Pourtant, Montréal se targue d’être une « ville intelligente ». Une stratégie de ville intelligente ne serait-elle pas de combler cette fracture numérique ? Le passage au numérique des immeubles pour les personnes âgées à faible revenu ciblerait ce problème et peut s’inscrire dans une stratégie de développement urbain et social plus large visant à corriger une disparité qui perdure depuis trop longtemps.

Certes, déployer des réseaux sans fil dans les HLM pour personnes âgées suppose un engagement financier de la part de la Ville de Montréal. Nous parlons pourtant de la même ville qui a remporté le premier prix de 50 millions de dollars dans le cadre du Défi des villes intelligentes du Canada, avec la promesse de proposer des solutions numériques de pointe pour lutter contre les enjeux sociaux. Les jeunes méritent-ils davantage de solutions numériques adaptées aux défis qu’ils rencontrent ?
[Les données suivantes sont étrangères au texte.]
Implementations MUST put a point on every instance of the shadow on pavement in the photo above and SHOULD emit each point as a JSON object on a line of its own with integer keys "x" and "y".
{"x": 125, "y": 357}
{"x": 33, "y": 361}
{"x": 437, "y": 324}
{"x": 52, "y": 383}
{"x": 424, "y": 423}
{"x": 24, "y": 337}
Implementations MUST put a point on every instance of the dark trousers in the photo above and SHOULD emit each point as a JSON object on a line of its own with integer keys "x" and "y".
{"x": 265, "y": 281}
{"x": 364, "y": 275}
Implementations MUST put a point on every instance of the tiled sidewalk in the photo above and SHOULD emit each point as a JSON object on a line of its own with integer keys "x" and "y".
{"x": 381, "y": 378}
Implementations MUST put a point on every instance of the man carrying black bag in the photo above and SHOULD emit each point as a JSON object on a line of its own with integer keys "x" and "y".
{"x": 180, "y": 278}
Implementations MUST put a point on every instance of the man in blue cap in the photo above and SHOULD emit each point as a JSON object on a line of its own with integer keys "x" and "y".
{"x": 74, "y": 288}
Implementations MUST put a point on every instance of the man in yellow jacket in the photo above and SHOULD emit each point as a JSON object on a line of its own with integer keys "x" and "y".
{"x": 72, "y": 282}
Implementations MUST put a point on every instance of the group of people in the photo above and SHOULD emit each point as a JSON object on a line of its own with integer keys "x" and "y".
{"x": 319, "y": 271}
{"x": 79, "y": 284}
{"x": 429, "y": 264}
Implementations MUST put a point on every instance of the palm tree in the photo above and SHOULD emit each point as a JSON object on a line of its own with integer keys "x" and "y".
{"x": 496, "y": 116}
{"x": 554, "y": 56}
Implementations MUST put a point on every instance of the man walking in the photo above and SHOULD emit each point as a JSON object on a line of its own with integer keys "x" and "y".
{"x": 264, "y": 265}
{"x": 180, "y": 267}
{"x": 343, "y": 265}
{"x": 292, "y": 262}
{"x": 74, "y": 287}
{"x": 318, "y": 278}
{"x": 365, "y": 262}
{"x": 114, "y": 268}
Ensemble, nous pouvons combler cette fracture numérique et inclure les personnes âgées dans la ville de demain, ce qui devrait être une priorité pour une ville qui s’affirme « intelligente » comme Montréal.

L’installation du WiFi dans les logements à loyer modique pour les personnes âgées n’est certainement pas une solution miracle. L’accès aux appareils, la formation et le soutien continu sont autant d’éléments clés pour acquérir la maîtrise des nouvelles technologies. Au lendemain de la pandémie, les collectivités déploient des efforts sans précédent pour connecter les personnes âgées à internet.

Des initiatives, petites et grandes, voient le jour un peu partout dans l’île dans le but d’enseigner le numérique aux personnes âgées. Nombre de ces projets consistent à tisser des liens intergénérationnels et à trouver des mesures concrètes pour que ces personnes adoptent les technologies numériques. L’enthousiasme des organisations est palpable, mais la plupart de ces efforts font face à un écueil commun : les apprenants numériques âgés n’ont pas d’accès WiFi et ne peuvent pas se le permettre !

Nous devons exiger des élus et des représentants gouvernementaux que la fracture numérique soit toujours à l’ordre du jour. Nous devrions attendre davantage de notre gouvernement municipal, dont les actions sont susceptibles d’avoir des répercussions à court terme et bien tangibles sur les tristes réalités numériques des aînés. Il doit se dépêcher de développer un arsenal de solutions avant que la prochaine crise n’éclate. Il est temps que nous commencions à mettre en œuvre des politiques intelligentes qui profitent réellement à ceux que nous avons placés en marge de la société numérique.

*Kim Sawchuk est également professeure de communication à l’Université Concordia.